Kubecost Metrics

Kubecost Cost Model

The Cost Model both exports and consumes the following metrics.

Metric	Description
`node_cpu_hourly_cost`	Hourly cost per vCPU on this node
`node_gpu_hourly_cost`	Hourly cost per GPU on this node
`node_ram_hourly_cost`	Hourly cost per Gb of memory on this node
`node_total_hourly_cost`	Total node cost per hour
`kubecost_load_balancer_cost`	Hourly cost of a load balancer
`kubecost_cluster_management_cost`	Hourly cost paid as a cluster management fee
`pv_hourly_cost`	Hourly cost per Gb on a persistent volume
`node_gpu_count`	Number of GPUs available on node
`container_cpu_allocation`	Average number of CPUs requested/used over last 1m
`container_gpu_allocation`	Average number of GPUs requested over last 1m
`container_memory_allocation_bytes`	Average bytes of RAM requested/used over last 1m
`pod_pvc_allocation`	Bytes provisioned for a PVC attached to a pod
`kubecost_node_is_spot`	Cloud provider info about node preemptibility
`kubecost_network_zone_egress_cost`	Total cost per GB egress across zones
`kubecost_network_region_egress_cost`	Total cost per GB egress across regions
`kubecost_network_internet_egress_cost`	Total cost per GB of internet egress
`service_selector_labels`	Service Selector Labels
`deployment_match_labels`	Deployment Match Labels
`statefulSet_match_labels`	StatefulSet Match Labels
`kubecost_cluster_memory_working_set_bytes`	(Created by recording rule)

Kubecost Network Costs

The Kubecost network-costs DaemonSet collects node network data and exports the egress, ingress, and performance statistics.

Metric	Description
`kubecost_pod_network_egress_bytes_total`	egressed byte counts by pod
`kubecost_pod_network_ingress_bytes_total`	ingressed byte counts by pod
`kubecost_network_costs_parsed_entries`	total parsed conntrack entries
`kubecost_network_costs_parse_time`	total time in milliseconds it took to parse conntrack entries

cAdvisor

cAdvisor (Container Advisor) provides container users an understanding of the resource usage and performance characteristics of their running containers. It is a running daemon that collects, aggregates, processes, and exports information about running containers.
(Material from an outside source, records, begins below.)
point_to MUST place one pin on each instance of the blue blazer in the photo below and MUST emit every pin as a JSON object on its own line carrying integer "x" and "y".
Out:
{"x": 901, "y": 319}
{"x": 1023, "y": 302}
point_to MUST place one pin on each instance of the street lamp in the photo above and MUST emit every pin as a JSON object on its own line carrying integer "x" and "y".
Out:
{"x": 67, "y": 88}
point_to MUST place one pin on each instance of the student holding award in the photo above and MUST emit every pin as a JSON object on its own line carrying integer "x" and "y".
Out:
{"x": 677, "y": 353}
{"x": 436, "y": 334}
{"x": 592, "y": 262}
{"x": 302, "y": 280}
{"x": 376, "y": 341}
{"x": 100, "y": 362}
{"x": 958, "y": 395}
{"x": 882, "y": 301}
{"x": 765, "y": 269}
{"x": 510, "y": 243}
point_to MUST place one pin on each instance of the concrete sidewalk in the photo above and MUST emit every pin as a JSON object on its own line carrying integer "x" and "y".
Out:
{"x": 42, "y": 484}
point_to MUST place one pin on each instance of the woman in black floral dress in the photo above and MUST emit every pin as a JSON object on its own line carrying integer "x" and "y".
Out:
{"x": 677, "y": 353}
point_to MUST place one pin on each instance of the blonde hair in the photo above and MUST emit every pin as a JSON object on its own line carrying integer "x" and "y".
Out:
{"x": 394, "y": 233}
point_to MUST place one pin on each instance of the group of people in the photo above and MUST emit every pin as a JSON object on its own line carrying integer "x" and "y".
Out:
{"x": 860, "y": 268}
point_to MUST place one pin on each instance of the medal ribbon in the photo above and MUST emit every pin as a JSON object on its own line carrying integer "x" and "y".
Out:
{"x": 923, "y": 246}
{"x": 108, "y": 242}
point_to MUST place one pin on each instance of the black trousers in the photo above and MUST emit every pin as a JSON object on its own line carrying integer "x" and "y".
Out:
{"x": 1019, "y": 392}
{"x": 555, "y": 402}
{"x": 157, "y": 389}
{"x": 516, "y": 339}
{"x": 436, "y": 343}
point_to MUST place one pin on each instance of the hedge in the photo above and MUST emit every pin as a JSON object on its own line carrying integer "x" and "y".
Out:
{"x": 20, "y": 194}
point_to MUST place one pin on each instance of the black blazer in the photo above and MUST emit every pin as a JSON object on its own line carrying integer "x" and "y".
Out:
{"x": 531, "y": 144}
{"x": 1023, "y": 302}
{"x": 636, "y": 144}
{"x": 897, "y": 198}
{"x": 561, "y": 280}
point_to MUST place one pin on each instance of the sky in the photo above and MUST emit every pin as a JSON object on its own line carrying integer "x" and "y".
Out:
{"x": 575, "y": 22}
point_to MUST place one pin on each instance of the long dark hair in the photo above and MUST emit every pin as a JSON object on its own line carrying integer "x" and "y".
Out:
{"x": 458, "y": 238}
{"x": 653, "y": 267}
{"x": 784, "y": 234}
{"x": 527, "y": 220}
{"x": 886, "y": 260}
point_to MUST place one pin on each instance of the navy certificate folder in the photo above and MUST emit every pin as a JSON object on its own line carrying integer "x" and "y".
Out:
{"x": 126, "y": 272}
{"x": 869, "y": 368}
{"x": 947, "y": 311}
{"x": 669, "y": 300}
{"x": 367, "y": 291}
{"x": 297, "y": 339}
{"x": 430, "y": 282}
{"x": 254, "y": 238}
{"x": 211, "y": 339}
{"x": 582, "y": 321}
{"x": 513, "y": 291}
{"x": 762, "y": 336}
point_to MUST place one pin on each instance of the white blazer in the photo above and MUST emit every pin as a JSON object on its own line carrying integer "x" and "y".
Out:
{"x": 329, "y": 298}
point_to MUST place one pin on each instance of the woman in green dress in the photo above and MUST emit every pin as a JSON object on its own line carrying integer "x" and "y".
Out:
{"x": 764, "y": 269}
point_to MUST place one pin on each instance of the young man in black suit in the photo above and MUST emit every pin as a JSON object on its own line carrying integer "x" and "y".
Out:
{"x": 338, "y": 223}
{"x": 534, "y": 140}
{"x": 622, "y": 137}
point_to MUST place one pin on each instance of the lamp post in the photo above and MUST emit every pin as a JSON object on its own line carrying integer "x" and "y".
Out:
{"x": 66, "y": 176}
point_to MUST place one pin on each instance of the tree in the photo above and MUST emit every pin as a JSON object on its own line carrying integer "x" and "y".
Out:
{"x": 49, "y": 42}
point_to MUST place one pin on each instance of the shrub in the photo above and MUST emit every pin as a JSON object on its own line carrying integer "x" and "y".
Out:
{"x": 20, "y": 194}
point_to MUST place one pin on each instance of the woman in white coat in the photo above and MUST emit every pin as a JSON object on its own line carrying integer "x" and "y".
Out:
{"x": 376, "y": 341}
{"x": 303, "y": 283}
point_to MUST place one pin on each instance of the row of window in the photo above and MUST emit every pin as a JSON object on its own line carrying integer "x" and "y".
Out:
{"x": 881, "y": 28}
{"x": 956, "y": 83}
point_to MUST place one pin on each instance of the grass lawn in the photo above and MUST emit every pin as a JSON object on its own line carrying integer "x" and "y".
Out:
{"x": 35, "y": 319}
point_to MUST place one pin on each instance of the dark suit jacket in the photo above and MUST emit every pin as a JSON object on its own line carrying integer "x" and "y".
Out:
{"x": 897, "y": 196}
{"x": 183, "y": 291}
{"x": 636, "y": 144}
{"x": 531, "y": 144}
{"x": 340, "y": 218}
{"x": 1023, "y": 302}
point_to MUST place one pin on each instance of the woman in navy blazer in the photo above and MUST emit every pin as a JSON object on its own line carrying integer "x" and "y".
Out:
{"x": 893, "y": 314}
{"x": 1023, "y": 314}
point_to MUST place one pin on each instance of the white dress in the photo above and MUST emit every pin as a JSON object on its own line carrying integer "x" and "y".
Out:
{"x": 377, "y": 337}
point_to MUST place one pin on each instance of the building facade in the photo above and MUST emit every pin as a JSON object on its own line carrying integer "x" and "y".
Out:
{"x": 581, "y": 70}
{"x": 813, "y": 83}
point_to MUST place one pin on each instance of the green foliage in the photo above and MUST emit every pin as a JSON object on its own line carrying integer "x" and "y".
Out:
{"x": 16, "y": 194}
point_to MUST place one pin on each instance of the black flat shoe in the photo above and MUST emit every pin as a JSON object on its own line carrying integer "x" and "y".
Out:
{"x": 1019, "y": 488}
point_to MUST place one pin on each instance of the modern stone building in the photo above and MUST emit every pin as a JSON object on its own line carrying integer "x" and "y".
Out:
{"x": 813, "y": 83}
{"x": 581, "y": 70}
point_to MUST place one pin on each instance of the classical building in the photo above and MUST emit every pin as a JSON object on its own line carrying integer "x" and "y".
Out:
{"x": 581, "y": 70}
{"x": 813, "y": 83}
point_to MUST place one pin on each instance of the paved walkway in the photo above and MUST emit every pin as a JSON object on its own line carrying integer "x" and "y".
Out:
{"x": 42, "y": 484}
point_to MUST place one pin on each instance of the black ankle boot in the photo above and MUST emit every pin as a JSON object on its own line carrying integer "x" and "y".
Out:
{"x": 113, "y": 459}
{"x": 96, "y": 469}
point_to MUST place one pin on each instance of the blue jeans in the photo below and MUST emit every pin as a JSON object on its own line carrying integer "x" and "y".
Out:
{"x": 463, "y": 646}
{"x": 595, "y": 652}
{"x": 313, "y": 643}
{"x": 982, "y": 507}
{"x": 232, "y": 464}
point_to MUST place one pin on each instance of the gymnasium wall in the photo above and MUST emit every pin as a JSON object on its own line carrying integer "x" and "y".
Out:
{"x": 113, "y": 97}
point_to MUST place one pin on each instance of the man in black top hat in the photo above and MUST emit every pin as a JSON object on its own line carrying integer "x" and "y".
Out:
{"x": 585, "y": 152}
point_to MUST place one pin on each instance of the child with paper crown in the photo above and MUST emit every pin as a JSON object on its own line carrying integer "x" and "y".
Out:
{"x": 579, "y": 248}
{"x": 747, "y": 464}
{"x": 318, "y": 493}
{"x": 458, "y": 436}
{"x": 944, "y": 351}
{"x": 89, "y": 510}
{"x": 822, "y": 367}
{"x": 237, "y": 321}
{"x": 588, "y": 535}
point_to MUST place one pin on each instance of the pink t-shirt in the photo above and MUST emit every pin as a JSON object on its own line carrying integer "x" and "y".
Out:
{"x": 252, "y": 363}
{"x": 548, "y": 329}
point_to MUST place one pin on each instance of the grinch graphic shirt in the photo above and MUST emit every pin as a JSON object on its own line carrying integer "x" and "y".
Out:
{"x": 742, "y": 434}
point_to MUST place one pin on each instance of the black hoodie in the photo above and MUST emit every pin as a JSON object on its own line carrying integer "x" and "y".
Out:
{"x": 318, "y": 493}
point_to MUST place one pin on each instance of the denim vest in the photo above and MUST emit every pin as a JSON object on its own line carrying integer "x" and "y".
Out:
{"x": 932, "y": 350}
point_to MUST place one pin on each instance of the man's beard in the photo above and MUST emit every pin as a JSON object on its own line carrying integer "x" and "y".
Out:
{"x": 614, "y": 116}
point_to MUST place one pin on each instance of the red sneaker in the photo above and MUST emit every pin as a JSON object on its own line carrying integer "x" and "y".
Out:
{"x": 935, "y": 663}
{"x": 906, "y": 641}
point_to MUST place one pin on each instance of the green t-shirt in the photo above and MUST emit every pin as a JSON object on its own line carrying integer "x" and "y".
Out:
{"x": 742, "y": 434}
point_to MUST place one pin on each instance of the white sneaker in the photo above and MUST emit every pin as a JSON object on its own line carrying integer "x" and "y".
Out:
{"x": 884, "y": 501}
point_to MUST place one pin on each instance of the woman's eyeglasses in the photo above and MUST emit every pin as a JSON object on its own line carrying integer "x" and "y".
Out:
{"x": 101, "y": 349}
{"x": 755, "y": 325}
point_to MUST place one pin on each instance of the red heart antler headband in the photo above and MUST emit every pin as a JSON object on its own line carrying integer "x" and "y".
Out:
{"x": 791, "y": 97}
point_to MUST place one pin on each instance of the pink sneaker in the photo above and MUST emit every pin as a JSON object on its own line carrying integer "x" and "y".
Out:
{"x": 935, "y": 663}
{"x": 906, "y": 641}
GitHub: https://github.com/google/cadvisor

Metric	Description
`container_memory_usage_bytes`	Current memory usage, including all memory regardless of when it was accessed
`container_fs_limit_bytes`	Number of bytes that can be consumed by the container on this filesystem
`container_fs_usage_bytes`	Number of bytes that are consumed by the container on this filesystem
`container_memory_working_set_bytes`	Current working set
`container_network_receive_bytes_total`	Cumulative count of bytes received
`container_network_transmit_bytes_total`	Cumulative count of bytes transmitted
`container_cpu_usage_seconds_total`	Cumulative cpu time consumed
`container_cpu_cfs_periods_total`	Number of elapsed enforcement period intervals
`container_cpu_cfs_throttled_periods_total`	Number of throttled period intervals

Kube-State-Metrics (KSM)

Although the default Kubecost installation does not include a KSM deployment, Kubecost does calculate & emit the below metrics. The below metrics and labels follow conventions of KSMv1, not KSMv2.

Metric	Description
`kube_deployment_spec_replicas`	Number of pods specified for a Deployment
`kube_deployment_status_replicas_available`	Number of pods currently available for a Deployment
`kube_job_status_failed`	The number of pods which reached Phase Failed and the reason for failure
`kube_namespace_annotations`	Kubernetes annotations converted to Prometheus labels
`kube_namespace_labels`	Kubernetes labels converted to Prometheus labels
`kube_node_labels`	Kubernetes labels converted to Prometheus labels
`kube_node_status_allocatable`	The allocatable for different resources of a node that are available for scheduling
`kube_node_status_allocatable_cpu_cores`	Total allocatable cpu cores of the node (Deprecated in ksm 2.0.0)
`kube_node_status_allocatable_memory_bytes`	Total allocatable memory bytes of the node (Deprecated in ksm 2.0.0)
`kube_node_status_capacity`	The capacity for different resources of a node
`kube_node_status_capacity_cpu_cores`	Total cpu cores available on the the node (Deprecated in ksm 2.0.0)
`kube_node_status_capacity_memory_bytes`	Total memory available on the node (bytes) (Deprecated in ksm 2.0.0)
`kube_node_status_condition`	The condition of a cluster node
`kube_persistentvolume_capacity_bytes`	Total capacity of a persistent volume (bytes)
`kube_persistentvolume_status_phase`	Status of a persistent volume (Bound
`kube_persistentvolumeclaim_info`	Information about persistent volume claim
`kube_persistentvolumeclaim_resource_requests_storage_bytes`	The capacity of storage requested by the persistent volume claim
`kube_pod_annotations`	Kubernetes annotations converted to Prometheus labels
`kube_pod_container_resource_limits`	The number of requested limit resource by a container
`kube_pod_container_resource_limits_cpu_cores`	Limit on CPU cores that can be used by the container. (Deprecated in ksm 2.0.0)
`kube_pod_container_resource_limits_memory_bytes`	Limit on the amount of memory that can be used by the container. (Deprecated in ksm 2.0.0)
`kube_pod_container_resource_requests`	The number of requested request resource by a container
`kube_pod_container_status_restarts_total`	The number of container restarts per container
`kube_pod_container_status_running`	Describes whether the container is currently in running state
`kube_pod_container_status_terminated_reason`	Describes the reason the container is currently in terminated state
`kube_pod_labels`	Kubernetes labels converted to Prometheus labels
`kube_pod_owner`	Information about the Pod's owner
`kube_pod_status_phase`	The pods current phase (Pending
`kube_replicaset_owner`	Information about the ReplicaSet's owner

Node exporter

Prometheus exporter for hardware and OS metrics exposed by *NIX kernels, written in Go with pluggable metric collectors.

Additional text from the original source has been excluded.